Summer has arrived, and the colony has come to an end. This is the last entry in my "colonial diary" (which didn't turn out to be much of diary, after all. Next time, I think I'll make a daily entry.)
It is my hope (and my sense) that the participants had a good time and became, at the very least, more aware of their writing process. I hope they learned something about how to manage the time and space of their writing, and something about the finite object that a research paper is. I also hope that many of them actually finished their project or soon will (before they go on vacation) and that they will be submitting it for review. For them, I offer this little story, which I originally posted over at Jonathan Mayhew's Stupid Motivational Tricks.
It's my interpretation of Travis's music video "Writing to Reach You" as an allegory about the peer review process. Watch the video and read along.
The whole process is a "front stage" activity in Goffman's sense. Backstage, [0:04] you touch up the manuscript before submitting it, you put on your best face. Then you submit it [0:20], the manuscript is now in process.

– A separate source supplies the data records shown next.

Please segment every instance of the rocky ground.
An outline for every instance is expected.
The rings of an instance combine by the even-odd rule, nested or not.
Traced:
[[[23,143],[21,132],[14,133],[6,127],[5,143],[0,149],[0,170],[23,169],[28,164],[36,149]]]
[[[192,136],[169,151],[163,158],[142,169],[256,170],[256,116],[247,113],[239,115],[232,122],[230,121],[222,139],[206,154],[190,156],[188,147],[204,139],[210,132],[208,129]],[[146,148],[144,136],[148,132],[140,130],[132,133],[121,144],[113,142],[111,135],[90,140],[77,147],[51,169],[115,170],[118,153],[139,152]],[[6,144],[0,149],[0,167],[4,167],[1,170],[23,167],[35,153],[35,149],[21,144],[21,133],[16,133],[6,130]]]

The reviewers examine your paper [0:37] and you eventually get the answer back from the journal [0:55]. The reviewers have some hard words to say about your work, but it sort of hurts them [1:16] as much as it hurts you to hurl criticism at your manuscript. After reading their report you pick yourself up. You keep going.

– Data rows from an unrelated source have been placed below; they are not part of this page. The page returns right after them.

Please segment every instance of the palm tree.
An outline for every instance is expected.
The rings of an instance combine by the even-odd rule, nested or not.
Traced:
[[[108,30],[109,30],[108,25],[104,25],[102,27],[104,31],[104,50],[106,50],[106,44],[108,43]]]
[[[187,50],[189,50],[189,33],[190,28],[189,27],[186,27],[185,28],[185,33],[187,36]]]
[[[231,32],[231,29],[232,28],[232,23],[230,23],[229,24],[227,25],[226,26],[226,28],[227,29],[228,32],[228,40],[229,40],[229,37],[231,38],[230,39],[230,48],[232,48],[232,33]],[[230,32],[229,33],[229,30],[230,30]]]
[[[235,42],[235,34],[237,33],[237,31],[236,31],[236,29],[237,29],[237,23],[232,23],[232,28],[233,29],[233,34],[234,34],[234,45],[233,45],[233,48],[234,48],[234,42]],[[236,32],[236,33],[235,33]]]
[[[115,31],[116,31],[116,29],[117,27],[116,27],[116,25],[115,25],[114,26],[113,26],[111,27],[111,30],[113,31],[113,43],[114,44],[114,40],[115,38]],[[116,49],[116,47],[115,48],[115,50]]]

[1:25] Though their own projects are stuck in their own way, your colleagues are waiting and willing to help. They offer you support and you submit the paper again.
[1:55] You receive the answer from the second round of reviews. A senior editor is now taking an active interest. [2:05] You feel like you have to run for cover, but [2:35] when the dust settles and the smoke clears you can see he was only taking one of your reviewers out of the equation [2:50].

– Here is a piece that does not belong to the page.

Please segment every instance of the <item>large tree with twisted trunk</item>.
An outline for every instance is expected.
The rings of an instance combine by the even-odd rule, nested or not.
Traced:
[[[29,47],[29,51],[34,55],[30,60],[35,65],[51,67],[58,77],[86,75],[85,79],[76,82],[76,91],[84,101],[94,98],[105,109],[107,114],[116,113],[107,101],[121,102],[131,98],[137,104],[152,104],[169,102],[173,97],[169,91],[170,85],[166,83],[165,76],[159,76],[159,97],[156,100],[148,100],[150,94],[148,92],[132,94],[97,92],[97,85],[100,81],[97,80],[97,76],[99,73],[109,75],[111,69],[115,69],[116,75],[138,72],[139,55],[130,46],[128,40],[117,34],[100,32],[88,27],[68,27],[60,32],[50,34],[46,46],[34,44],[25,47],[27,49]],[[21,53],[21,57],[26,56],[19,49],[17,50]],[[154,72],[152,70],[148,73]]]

Still, you sort of like that reviewer's style, and you try it out for few paragraphs in your next rewrite. You incorporate one of his ideas as a sort of scalp [2:53]. The other reviewer is not impressed [2:56]. Fortunately, you've developed a thick skin. You absorb the new criticism and cast off the more outrageous arrows [3:02]. That idea you took from the discarded reviewer's comments wasn't really you anyway [3:17].
You get ready to resubmit another version [3:21]. There's a brief moment of hesitation [3:29], but you do it anyway. When you get the letter saying your paper has been accepted it's like coming home. [3:35] Your colleagues and your peers are in the same room, so to speak. In fact, one of your anonymous reviewers reveals who she is and congratulates you [3:40]. She loves your paper now, and she's going to run with a few of your ideas. [3:43]
You're backstage again. [3:45] Your inside is outside.